WHat’s interesting is tha tthe Cuppa - no milk- garnered exactly zero comments, while the lowly and oft-unwanted cypher-saucer has now chalked up ten.
And what does THAT say?
it tastes better….with saucer.
heeeeeeeeee
As a clumsy person with shaky hands, I fear the saucer. Especially if someone expects me to stand there, holding it, whilst conducting a conversation.
Uncouth fellows deem the saucer unnecessary? What folly.
If you served tea properly, with milk in a jug, sugar in .. pot? and biscuits and cakes on one of those quaint little cake stand thingies… then you’d know why you need a saucer. But as you MUGS are defiant, I’ll leave it at that.
Mind you, I can’t stand the bloody things.
P.S. Side plates are for biscuits, not saucers. I mean saucers are not for biscuits, that’s what you use side plates for, I don’t mean that side plates are for placing saucers on as that would just be completely and utterly ridiculous.
P.P.S. First visit here. Blame mike. I’ll be back.
Anxious - it’s a tough one.

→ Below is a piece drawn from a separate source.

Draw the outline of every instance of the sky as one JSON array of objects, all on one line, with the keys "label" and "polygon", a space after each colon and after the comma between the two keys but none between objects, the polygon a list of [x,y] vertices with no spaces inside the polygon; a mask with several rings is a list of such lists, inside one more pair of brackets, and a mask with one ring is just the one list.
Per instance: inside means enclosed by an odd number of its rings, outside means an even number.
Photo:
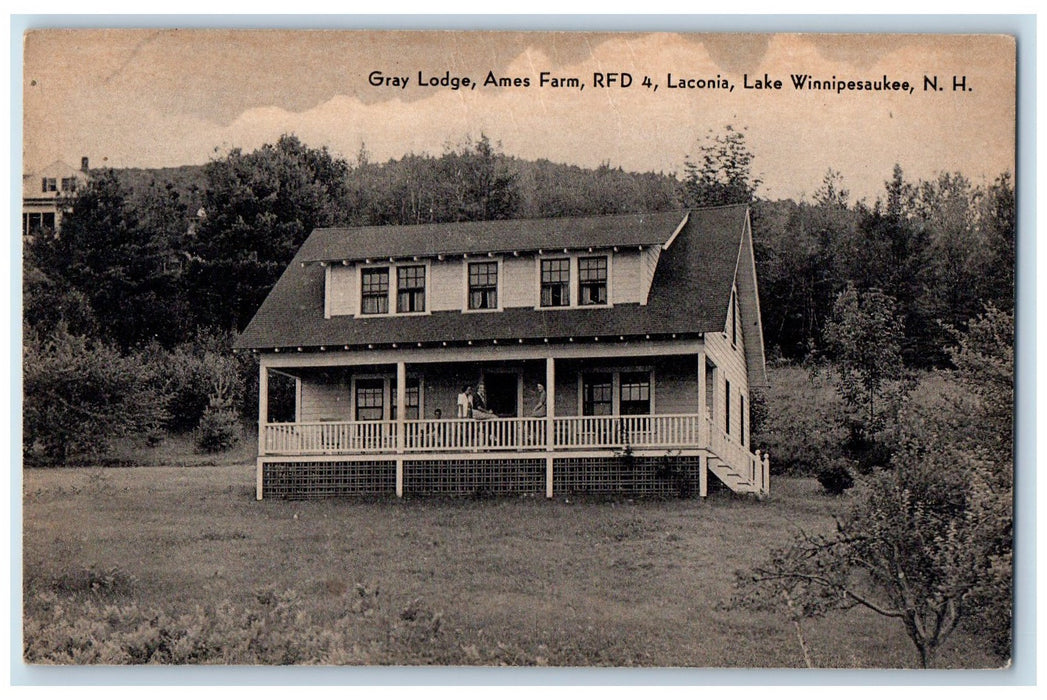
[{"label": "sky", "polygon": [[[375,72],[406,85],[372,85]],[[540,85],[543,72],[581,87]],[[489,73],[529,85],[484,86]],[[479,84],[418,85],[445,74]],[[797,90],[800,75],[912,91]],[[715,87],[670,87],[681,79]],[[1015,158],[1015,45],[994,35],[42,30],[25,38],[23,100],[24,172],[81,156],[199,164],[284,133],[385,161],[483,133],[520,158],[681,173],[731,125],[761,196],[809,198],[832,168],[871,202],[896,163],[979,184]]]}]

Do you take the saucer despite or because of your shaky hands.
If you have it, you don’t spill a drop, but risk dropping the saucer.
If you don’t, you definitely have wet burned feet.
Welcome by the way.
And to you Gordon. With you on the side plates.

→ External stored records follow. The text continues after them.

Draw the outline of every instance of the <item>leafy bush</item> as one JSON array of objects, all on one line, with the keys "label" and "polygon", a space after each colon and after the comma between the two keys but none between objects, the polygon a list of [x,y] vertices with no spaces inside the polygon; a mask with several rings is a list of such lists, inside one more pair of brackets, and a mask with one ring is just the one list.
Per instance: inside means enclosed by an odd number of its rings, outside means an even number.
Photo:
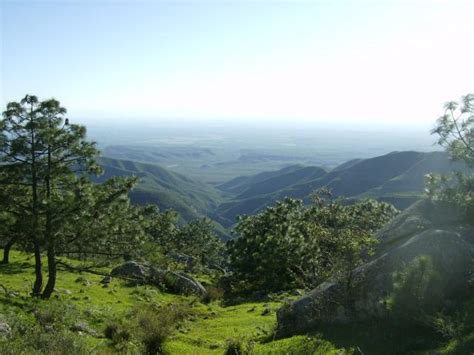
[{"label": "leafy bush", "polygon": [[237,291],[311,288],[330,275],[345,277],[370,254],[373,232],[396,210],[366,200],[353,205],[326,201],[310,206],[286,199],[255,216],[244,216],[228,242]]},{"label": "leafy bush", "polygon": [[[8,338],[0,337],[0,354],[90,354],[90,350],[87,349],[81,337],[66,331],[61,324],[55,323],[59,319],[55,312],[58,309],[59,307],[56,307],[54,311],[48,309],[48,312],[42,313],[47,314],[42,318],[47,320],[43,324],[39,324],[35,317],[21,312],[2,317],[10,325],[12,334]],[[51,316],[52,314],[55,316]],[[49,331],[45,331],[44,325]]]},{"label": "leafy bush", "polygon": [[429,317],[428,325],[431,326],[444,339],[460,337],[466,329],[466,315],[454,313],[452,315],[438,312]]},{"label": "leafy bush", "polygon": [[36,321],[47,331],[66,328],[79,317],[76,306],[60,300],[40,302],[35,308]]},{"label": "leafy bush", "polygon": [[389,310],[399,321],[423,322],[434,314],[433,305],[443,299],[443,280],[430,257],[420,256],[404,270],[394,274],[393,294],[388,301]]},{"label": "leafy bush", "polygon": [[173,303],[164,306],[149,304],[134,309],[136,337],[146,354],[163,354],[164,343],[178,324],[192,314],[188,304]]},{"label": "leafy bush", "polygon": [[250,355],[254,346],[252,341],[242,337],[227,339],[224,355]]},{"label": "leafy bush", "polygon": [[132,337],[130,329],[118,321],[109,322],[104,329],[104,335],[107,339],[112,340],[114,345],[127,342]]}]

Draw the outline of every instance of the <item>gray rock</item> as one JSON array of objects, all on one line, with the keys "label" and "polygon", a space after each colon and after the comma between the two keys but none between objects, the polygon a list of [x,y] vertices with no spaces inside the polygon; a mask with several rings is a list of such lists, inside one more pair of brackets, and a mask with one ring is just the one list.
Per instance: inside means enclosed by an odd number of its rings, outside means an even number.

No saucers here (except for a few in a bone china tea set that’s boxed up and hasn’t seen the light of day for 30 odd years)… we’re mug-lovers like you. I’ll post a photo of my favourite one soon.
Like anxious, I also need saucer to catch my tea. But I have developed a chopstick-like hold for cup and saucer. Thumb and index-finger for cup-handle, and pinkie and 4th finger hold saucer (chopstick-like). So you need only one hand, and no spilling on the carpet.

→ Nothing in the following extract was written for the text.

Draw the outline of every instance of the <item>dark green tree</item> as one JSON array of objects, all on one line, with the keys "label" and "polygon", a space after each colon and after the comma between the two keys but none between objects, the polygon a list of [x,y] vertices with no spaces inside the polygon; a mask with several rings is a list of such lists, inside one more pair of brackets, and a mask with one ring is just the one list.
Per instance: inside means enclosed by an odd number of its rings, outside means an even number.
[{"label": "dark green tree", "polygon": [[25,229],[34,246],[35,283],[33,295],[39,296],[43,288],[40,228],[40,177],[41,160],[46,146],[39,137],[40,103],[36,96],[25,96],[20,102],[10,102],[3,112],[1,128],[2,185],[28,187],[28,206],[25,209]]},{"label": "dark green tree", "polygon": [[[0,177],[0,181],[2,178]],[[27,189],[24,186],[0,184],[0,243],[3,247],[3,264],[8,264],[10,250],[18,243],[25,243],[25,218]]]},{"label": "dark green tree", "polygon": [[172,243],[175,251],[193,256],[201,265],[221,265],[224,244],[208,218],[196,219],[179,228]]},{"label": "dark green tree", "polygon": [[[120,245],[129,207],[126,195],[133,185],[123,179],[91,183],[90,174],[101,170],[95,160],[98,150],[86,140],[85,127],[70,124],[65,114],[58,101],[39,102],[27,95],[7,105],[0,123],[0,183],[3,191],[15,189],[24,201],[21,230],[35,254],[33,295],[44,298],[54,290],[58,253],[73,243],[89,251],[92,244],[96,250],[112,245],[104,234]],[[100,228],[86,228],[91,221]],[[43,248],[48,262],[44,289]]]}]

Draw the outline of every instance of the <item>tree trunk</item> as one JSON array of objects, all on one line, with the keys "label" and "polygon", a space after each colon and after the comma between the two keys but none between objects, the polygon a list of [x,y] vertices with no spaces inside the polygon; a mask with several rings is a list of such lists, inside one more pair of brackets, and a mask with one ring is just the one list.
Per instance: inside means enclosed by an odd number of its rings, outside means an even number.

Jeremy has it, about the teacups and saucers being a quintessential British impress-your-inlaws thing…afterall, you’re going to look pretty naff sticking your pinky finger out from a mug handle, what? If you want to look naff, do that. If you want to look quintessential, do the whole teacup/saucer thing, if you want to look like you’re just having a coffee and it’s not an effort to seduce anyone around you, use a mug and just drink the sucker. Anyone’s mum who insists on little cupsful that turn quickly cold just so they can justify a saucer, can go scald themselves with the boiling tea they made which no-one got to enjoy. I think I need a coffee…
I have been a frequent visitor of this blog for some time now, so I thought it would be a good idea to leave you with my thanks.